# Lucid Dreaming > Attaining Lucidity >  >  how to enter sleep paralysis!

## zoo york is cool

I really, really want to enter it. how can I do it? Do I just lie still for as long as  I can? do my eyes have to be closed? can I have music in the background?

I really want to experience it tonight

----------


## LGhost

you dont have to lay still for too long at all. I think you gotta be tired and it will speed things up if you can fall asleep when you want to... Best ways to promote this i think is to goto sleep for 90 - 120 mins or at 4 in the morning and attempt going back to sleep. I have a hard time going back to sleep because my mind is refreshed but when I do it usually goes straight to Sleep Paralysis.  But honestly your first time will probably come from exhaustion.  If you ever stayed up for a very long time say 18 hours or more than constantly think about something stressful while going to sleep. something stressful should keep your mind awake

----------


## blahaha

Try reading a tutorial for wild. Most wild techniques involve going into sleep paralysis.

----------


## esfx

> I really, really want to enter it. how can I do it? Do I just lie still for as long as  I can? do my eyes have to be closed? can I have music in the background?
> 
> I really want to experience it tonight



From the sounds of it, you have the wrong attitude right from the get-go. If you just lie still and go about your normal mental business, you'll be lying there for days and never get to SP.

----------


## silicovolcaniosis

The best way for me to get sp is o simply open my eyes in the middle of a lucid dream, once in sp though you must not close your eyes again because in an instant youll dream gain and become un lucid

----------


## zoo york is cool

> From the sounds of it, you have the wrong attitude right from the get-go. If you just lie still and go about your normal mental business, you'll be lying there for days and never get to SP.
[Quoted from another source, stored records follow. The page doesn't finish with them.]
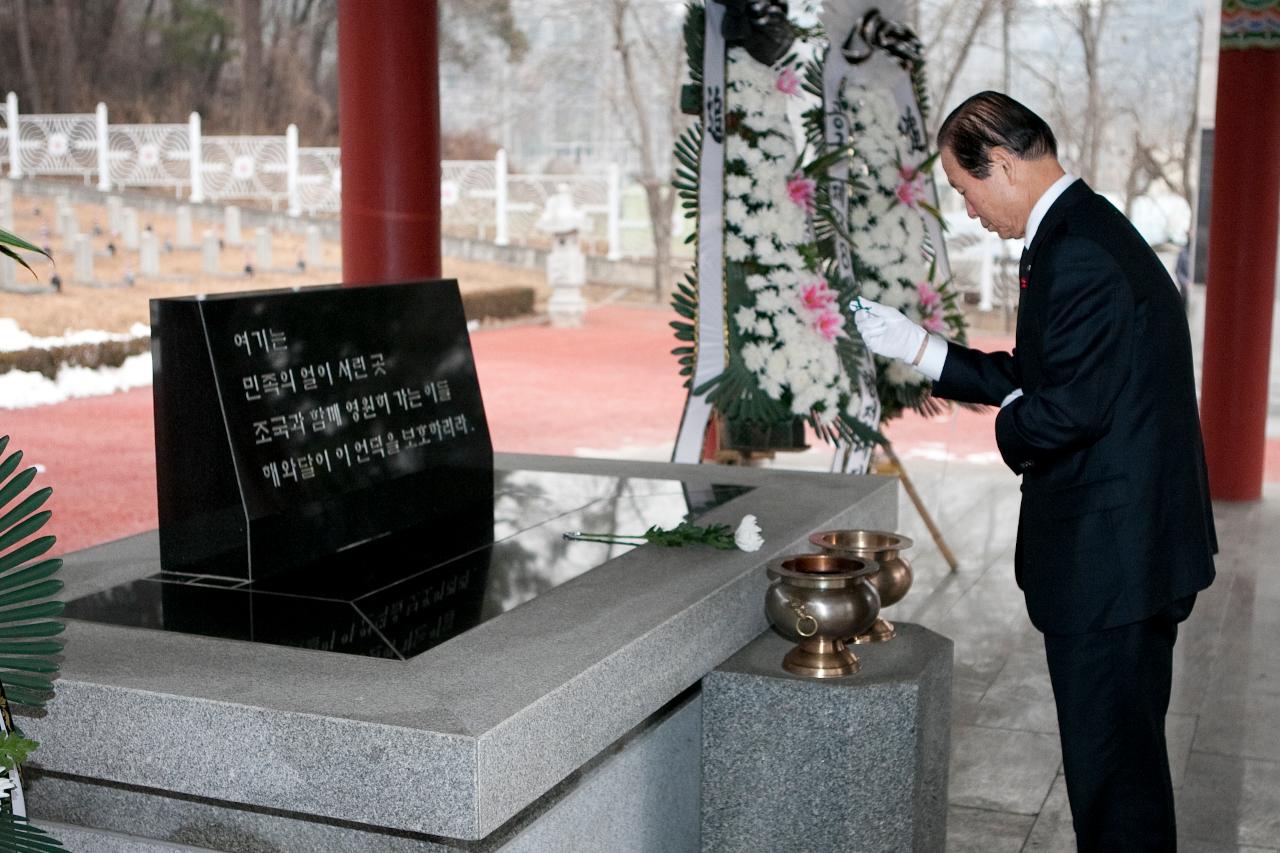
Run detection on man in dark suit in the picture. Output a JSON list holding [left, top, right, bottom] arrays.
[[854, 91, 1217, 851]]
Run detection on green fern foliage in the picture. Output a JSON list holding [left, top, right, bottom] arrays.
[[0, 229, 50, 280], [0, 436, 65, 711], [0, 809, 66, 851], [683, 2, 705, 89]]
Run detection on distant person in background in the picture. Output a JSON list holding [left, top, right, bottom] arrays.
[[853, 91, 1216, 852]]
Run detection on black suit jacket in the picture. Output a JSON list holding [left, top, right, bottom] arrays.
[[933, 180, 1216, 635]]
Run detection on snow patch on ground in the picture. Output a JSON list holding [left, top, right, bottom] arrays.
[[0, 318, 150, 352], [0, 319, 153, 408]]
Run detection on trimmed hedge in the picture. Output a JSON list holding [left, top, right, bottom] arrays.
[[0, 336, 151, 379], [0, 286, 537, 380], [460, 286, 536, 323]]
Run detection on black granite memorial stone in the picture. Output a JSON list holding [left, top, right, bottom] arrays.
[[151, 280, 493, 581], [63, 471, 753, 659]]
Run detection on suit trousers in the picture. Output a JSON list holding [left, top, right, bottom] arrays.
[[1043, 594, 1196, 853]]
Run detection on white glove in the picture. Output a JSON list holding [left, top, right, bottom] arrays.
[[851, 298, 927, 364]]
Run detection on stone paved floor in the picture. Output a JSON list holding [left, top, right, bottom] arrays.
[[7, 281, 1278, 849], [884, 457, 1280, 853]]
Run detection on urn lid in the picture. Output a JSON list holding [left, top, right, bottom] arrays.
[[766, 553, 878, 588], [808, 529, 913, 558]]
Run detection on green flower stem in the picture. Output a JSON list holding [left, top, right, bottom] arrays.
[[562, 532, 650, 545]]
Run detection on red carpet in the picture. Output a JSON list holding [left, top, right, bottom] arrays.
[[2, 304, 1272, 556]]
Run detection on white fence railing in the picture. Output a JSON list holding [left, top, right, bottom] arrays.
[[0, 92, 635, 256]]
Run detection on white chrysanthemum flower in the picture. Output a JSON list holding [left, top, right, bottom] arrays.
[[734, 306, 757, 334], [742, 341, 770, 372], [879, 281, 909, 309], [759, 132, 796, 160], [765, 349, 789, 381], [725, 197, 749, 226], [725, 232, 752, 262], [746, 274, 769, 291], [739, 213, 767, 240], [734, 515, 765, 552], [757, 241, 784, 267], [755, 288, 784, 313], [726, 174, 754, 199], [777, 247, 806, 271]]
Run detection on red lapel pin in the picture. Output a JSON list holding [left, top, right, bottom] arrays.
[[1020, 276, 1028, 290]]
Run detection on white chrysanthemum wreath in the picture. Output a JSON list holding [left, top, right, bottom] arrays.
[[670, 36, 881, 450], [726, 50, 855, 421]]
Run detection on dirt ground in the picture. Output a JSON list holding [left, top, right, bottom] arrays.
[[0, 191, 608, 337], [1, 189, 1013, 338]]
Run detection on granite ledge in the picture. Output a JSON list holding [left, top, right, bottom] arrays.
[[25, 454, 899, 840]]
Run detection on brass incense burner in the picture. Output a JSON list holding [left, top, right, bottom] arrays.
[[809, 530, 913, 644], [765, 553, 880, 678]]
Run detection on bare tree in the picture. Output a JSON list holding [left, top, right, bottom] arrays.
[[440, 0, 528, 68], [608, 0, 685, 301], [1066, 0, 1112, 185], [926, 0, 999, 136], [1000, 0, 1017, 91], [12, 0, 43, 112], [239, 0, 264, 132], [51, 0, 77, 110]]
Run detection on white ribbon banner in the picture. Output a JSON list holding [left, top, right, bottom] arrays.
[[825, 7, 953, 474], [823, 36, 882, 474]]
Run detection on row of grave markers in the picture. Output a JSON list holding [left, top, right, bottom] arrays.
[[0, 180, 327, 290]]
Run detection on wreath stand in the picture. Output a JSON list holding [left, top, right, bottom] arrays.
[[702, 413, 810, 466], [858, 441, 959, 573]]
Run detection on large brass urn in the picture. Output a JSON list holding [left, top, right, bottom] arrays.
[[809, 530, 913, 644], [765, 553, 880, 678]]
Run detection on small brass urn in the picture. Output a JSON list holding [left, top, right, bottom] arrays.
[[765, 553, 880, 678], [809, 530, 913, 644]]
I liked the part where you explained what I was doing wrong

----------


## Higurashi

Speaking from experience, I would suggest being REALLY tired before trying to WILD. It's extremely frustrating when you can't get your body to sleep. Immediately go into some sort of way to keep your mind conscious(counting backwards from 500 for me) until you start to feel vibrations. When they begin, start to visualize the dream scene you want to enter. This works for me.
Hopefully I helped ^.^

----------


## Amelaclya

> From the sounds of it, you have the wrong attitude right from the get-go. If you just lie still and go about your normal mental business, you'll be lying there for days and never get to SP.
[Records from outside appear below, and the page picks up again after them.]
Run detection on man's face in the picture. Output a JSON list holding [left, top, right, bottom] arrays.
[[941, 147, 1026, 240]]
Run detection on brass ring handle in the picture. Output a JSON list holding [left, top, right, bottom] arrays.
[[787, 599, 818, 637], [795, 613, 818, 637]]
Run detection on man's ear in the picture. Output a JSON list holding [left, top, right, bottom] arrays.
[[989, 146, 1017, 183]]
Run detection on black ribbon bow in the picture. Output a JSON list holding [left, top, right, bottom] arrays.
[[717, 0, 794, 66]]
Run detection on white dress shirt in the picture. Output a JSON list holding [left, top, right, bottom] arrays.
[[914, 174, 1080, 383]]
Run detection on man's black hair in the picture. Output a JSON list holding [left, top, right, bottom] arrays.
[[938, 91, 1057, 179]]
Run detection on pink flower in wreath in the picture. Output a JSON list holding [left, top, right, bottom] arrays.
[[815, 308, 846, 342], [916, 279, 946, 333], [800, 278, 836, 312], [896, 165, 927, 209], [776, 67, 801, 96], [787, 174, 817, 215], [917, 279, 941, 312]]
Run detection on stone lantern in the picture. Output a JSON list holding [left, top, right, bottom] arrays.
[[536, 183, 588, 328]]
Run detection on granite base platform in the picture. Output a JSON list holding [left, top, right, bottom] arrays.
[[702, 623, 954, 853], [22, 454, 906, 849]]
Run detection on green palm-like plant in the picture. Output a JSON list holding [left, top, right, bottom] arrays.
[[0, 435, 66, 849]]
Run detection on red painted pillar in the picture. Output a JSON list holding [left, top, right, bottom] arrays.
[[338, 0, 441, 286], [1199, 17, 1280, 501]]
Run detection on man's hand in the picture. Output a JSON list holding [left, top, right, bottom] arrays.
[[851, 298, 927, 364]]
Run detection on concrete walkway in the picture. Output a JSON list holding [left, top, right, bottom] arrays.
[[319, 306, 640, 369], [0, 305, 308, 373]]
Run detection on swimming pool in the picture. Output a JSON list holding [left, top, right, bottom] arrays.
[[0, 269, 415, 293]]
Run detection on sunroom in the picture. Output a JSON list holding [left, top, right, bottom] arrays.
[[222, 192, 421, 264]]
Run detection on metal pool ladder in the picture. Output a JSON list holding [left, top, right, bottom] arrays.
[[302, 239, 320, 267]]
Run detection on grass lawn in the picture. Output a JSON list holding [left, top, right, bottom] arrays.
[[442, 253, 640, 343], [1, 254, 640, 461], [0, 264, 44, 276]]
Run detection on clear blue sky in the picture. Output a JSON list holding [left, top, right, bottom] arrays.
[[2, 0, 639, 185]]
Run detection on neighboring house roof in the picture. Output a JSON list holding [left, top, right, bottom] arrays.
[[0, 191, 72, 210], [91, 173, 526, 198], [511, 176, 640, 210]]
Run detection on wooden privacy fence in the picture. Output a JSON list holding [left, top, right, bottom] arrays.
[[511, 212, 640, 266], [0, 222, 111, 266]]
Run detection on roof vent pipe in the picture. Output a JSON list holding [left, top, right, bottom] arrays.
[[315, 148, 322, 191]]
This isn't true - at least not for everyone

One of the techniques that works best for me is to just let my mind drift as if I were going to sleep - and then when I feel myself dozing I usually start the counting, or chanting, or visualizing or whatever I feel like that night.  It takes practice though - considering it is easy to fall asleep this way.  It's less boring than counting or something the entire time though IMO.

----------


## Sorox

The last time i entered SP i was in my old room and i used to haer whispers every so often. Havent entered Sp since i moved out. Try thinking of something scary. Or your worst nightmare.

----------


## Wettam

I found a way for myself, set your alarm 6 in a half hours to get you up.  Turn it off immediately ONLY IF YOUR ARMS DONT MOVE ANY OTHER PARTS OF YOUR BODY!  go back to sleep in the same position you were.  Best if you went to sleep with your body towards the clock so when it goes off all you move is your arms.  Now think of a scary thing, like a spooky mask or something in the dream scary.  5 minutes later you'll feel an intense push and the scary picture you thought of in your mind might pop up a little bit.  You will not be able to move at this point.  Don't freak out this is how your body is the whole time ur dreaming to protect you from jumping out a window.  It's gonna feel very very scary but remember its only my dream state and body and nothing is on your bed or whatever is scaring you.  I don't know why it helps me to think of something scary when I go back to sleep it just works for me.  Than once you feel you cant move, open your dream eyes!

----------


## gab

OP has not been online since 2009. Thread locked.

----------